Masindi High Court Judge Wilson Masalu Musene

What you need to know:

  • The court ruling comes hardly a month after the same court dismissed a case in which NFA had sued the Omukama of Bunyoro for alleged encroachment and degradation of the forest reserve. The kingdom had been jointly sued with Hoima Sugar Limited and Uganda Land Commission.

Kampala. The High Court has rejected the application to halt the destruction of 22 square kilometres of Bugoma Forest in Hoima District, ruling that the land belongs to Hoima Sugar Limited and Bunyoro-Kitara Kingdom.
The land is being cleared to pave way for sugarcane growing.
On Friday, Masindi High Court Judge Wilson Masalu Musene dismissed an application in which the National Forestry Authority (NFA) had sought a temporary order halting the move.
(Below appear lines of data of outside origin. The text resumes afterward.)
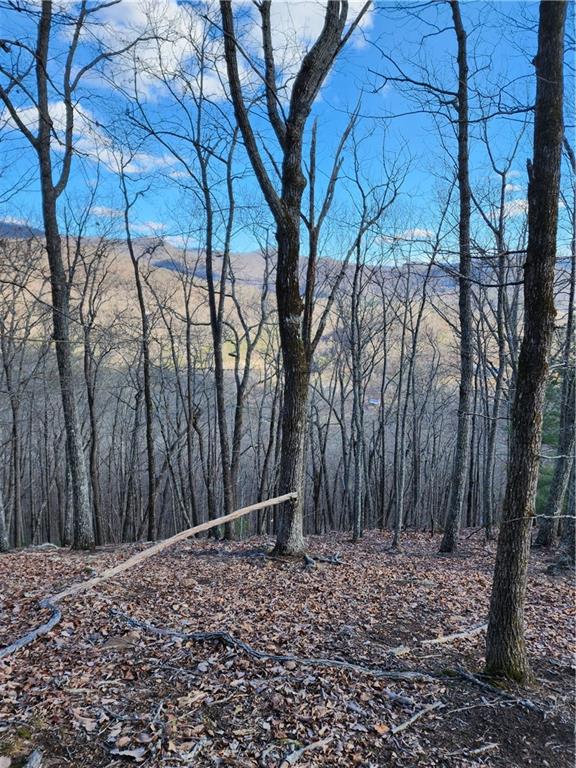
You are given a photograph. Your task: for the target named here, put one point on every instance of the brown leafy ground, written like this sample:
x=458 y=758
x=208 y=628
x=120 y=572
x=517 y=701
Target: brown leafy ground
x=97 y=693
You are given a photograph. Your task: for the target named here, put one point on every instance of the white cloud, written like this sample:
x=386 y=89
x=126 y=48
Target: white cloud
x=148 y=227
x=108 y=213
x=90 y=140
x=517 y=207
x=409 y=235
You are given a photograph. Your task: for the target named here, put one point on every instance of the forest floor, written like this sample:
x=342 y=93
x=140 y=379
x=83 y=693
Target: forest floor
x=98 y=692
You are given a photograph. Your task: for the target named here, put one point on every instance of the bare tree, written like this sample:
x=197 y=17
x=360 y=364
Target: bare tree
x=505 y=644
x=286 y=207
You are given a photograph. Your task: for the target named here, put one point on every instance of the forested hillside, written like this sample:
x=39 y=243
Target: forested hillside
x=292 y=283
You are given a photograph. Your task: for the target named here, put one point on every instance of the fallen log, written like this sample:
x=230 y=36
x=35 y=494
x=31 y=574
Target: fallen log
x=83 y=586
x=34 y=634
x=151 y=551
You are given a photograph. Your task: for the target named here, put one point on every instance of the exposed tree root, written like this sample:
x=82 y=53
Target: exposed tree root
x=34 y=634
x=232 y=642
x=311 y=560
x=404 y=650
x=526 y=703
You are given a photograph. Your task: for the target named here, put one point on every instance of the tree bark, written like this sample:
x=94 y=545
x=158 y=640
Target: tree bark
x=461 y=457
x=506 y=654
Justice Musene said there was no need to grant an injunction to NFA since the land is not part of the forest reserve.
He held that much as there is a pending appeal by NFA, it can be compensated if they win the case since the land cannot be taken away.
Justice Musene said Hoima Sugar Limited, a private company, was making losses.
Court documents indicate that on August 1, 2016, the king applied for the freehold title for the disputed land and transferred it to Hoima Sugar Limited on August 5 of the same year. The disputed land is in Buhaguzi in Hoima.

In an August 26, 2015 letter to the NFA executive director, the Solicitor General wrote that forest reserves were not returned to the Omukama of Bunyoro during the restoration of the kingdom’s properties.
In the letter, interpreting the memorandum of understanding between the central government and Bunyoro on restituted properties, the government adviser said parts of the letter from then chairman of Uganda Land Commission (ULC) to the Registrar of Land Titles as presented by the kingdom are forgeries.

“The Omukama does not and cannot, whether by right hold any proprietary interest in the forest reserves,” the Solicitor General stated.
“Forests are vested in the government in accordance with the Constitution, the Land Act, National Forest Reserves (declaration) Order 1998. If any certificates of title were issued on the basis of impugned letter of the chairman ULC or not, they were procured fraudulently or at least issued in error. NFA should take steps to have titles cancelled,” he added.
It was signed by Mr John Bosco Suuza on behalf of the Solicitor General.

The Solicitor General was responding to an October 2011 letter by the then ULC chairman Mayanja Nkangi (deceased) directing the registrar of titles to release to Bunyoro-Kitara Kingdom all the title deeds in his possession relating to various properties among them forest reserves.
Mr Suuza wrote that forest reserves are clearly vested in the government and therefore the ULC chairman could not have caused the handover or purport to cause handover of the contested forest lands to the Omukama.